- Born: 16 February 1934 Sedgley, Staffordshire, England
- Died: 2 January 2025 (aged 90) Dodd City, Texas, U.S.
- Education: University College London
- Known for: Quantitative revolution
- Scientific career
- Fields: Geography, City and Regional Planning, Urban and Regional Economics
- Workplaces: University of Texas at Dallas

= Brian Berry =

British-American geographer (1934–2025)

Brian Joe Lobley Berry (16 February 1934 – 2 January 2025) was a British-American human geographer and city and regional planner. He was the Lloyd Viel Berkner Regental Professor in the School of Economic, Political and Policy Sciences at the University of Texas at Dallas. His urban and regional research in the 1960s sparked geography’s social-scientific revolution and made him the most-cited geographer for more than 25 years.

== Biography ==
Berry was born in Sedgley, Staffordshire, United Kingdom. He was educated at Queen Elizabeth's High School, Gainsborough, Lincolnshire and Acton County Grammar School, Acton, Middlesex, now the Ark Acton Academy. He graduated from University College, London, with a B.Sc. (Economics) degree with first class honors in 1955. With a Fulbright scholarship he went on to the University of Washington where he completed an M.A. in 1956, and a Ph.D. in 1958, studying under noted geographer and leader of the "quantitative revolution" William Garrison in the Department of Geography.

Upon completing his Ph.D., Berry was appointed to the faculty at the University of Chicago, rising to the position of Irving B.Harris Professor of Urban Geography, geography department chair and director of the Center for Urban Studies, positions that he held until 1976. During this time his urban and regional research sparked geography’s social-scientific revolution and made him the most-cited geographer for more than 25 years, known for his refinement of central place theory and for laying the foundations of analytic urban geography, of spatial analysis, and of geographic information science. In 1965 he acquired dual US-UK citizenship. Since 1990 his studies focused on the long-wave theory and its relationships to macrohistorical phasing of economic development and political behavior. He also researched variations in the quality of life ("happiness") across and within nations.

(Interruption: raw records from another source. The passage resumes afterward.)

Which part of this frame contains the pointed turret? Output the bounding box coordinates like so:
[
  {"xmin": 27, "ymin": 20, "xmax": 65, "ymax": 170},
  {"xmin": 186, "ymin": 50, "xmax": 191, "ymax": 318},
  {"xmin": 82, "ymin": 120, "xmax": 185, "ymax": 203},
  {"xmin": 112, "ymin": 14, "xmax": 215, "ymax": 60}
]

From 1976 to 1981 Berry was the Frank Backus Williams Professor of City and Regional Planning in the Graduate School of Design, chair of the PhD Program in Urban Planning and professor in sociology in the Faculty of Arts and Sciences, director of the Laboratory for Computer Graphics and Spatial Analysis and a faculty fellow of the Institute for International Development at Harvard, and following that was appointed University Professor of Urban Studies and Public Policy and dean of the Heinz College at Carnegie Mellon University for a period of 5 years. In 1986 he joined the University of Texas at Dallas, occupying the Lloyd Viel Berkner Regental Professorship, and becoming founding dean of the School of Economic, Political and Policy Sciences.

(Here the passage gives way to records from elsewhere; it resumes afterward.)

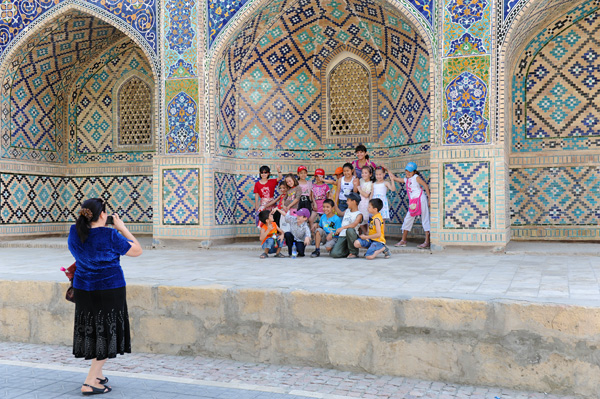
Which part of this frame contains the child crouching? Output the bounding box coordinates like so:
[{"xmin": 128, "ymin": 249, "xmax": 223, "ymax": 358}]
[
  {"xmin": 276, "ymin": 208, "xmax": 310, "ymax": 257},
  {"xmin": 354, "ymin": 198, "xmax": 390, "ymax": 260},
  {"xmin": 258, "ymin": 210, "xmax": 285, "ymax": 259}
]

Among his honors, Berry was elected a member the National Academy of Sciences in 1975 and a Fellow of the American Academy of Arts and Sciences in 1976. He was also a Fellow of the British Academy and University College London. He was the 1978-79 President of the Association of American Geographers, and among many other awards and recognitions, in 1988 he was awarded the Victoria Medal from the Royal Geographical Society. In 1999 he was elected a member of the Council of the National Academy of Sciences, and in 2004 was a founding member of the Texas Academy of Medicine, Engineering and Science (TAMEST), later serving on its council. In 2005 he was named the Laureat Internationale de Geographie 'Vautrin Lud' (the 'Nobel Prize of Geography') and became a Fellow on the American Institute of Certified Planners, followed thereafter by Fellowship in the Regional Science Association International. In 2017 the International N.D. Kondratieff Foundation named him a Kondratieff Medal Laureate and in 2020, still active, the American Association of Geographers gave him the Stan Brunn Award for Scholarly Creativity. Berry retired from academic life in 2020, and died after a long illness at his home, on 2 January 2025, at the age of 90.

== Publications ==
Berry authored over 550 books and articles, and bridged theory and practice via involvement in urban and regional development activities in both advanced and developing countries. During his career he also was the advisor to more than 150 new PhDs and served on an equal number of other doctoral committees. Many of his students have gone on to successful academic and professional careers in their own right. He was an active family historian and genealogist, with many additional publications to his name, most recently delving into genetic genealogy, where testing by FamilyTreeDNA documents his y-Dna to be the Bell-Beaker R-L21>A5846>A5840>A5835>Y18815>Y42681, which he shared with descendants of John Berry of Honley in Yorkshire (1510-1569), and his mitochondrial DNA to be T2f1a1.

== Sources ==
Brian J.L. Berry, Nihil Sine Labore. An Autobiography. 2006.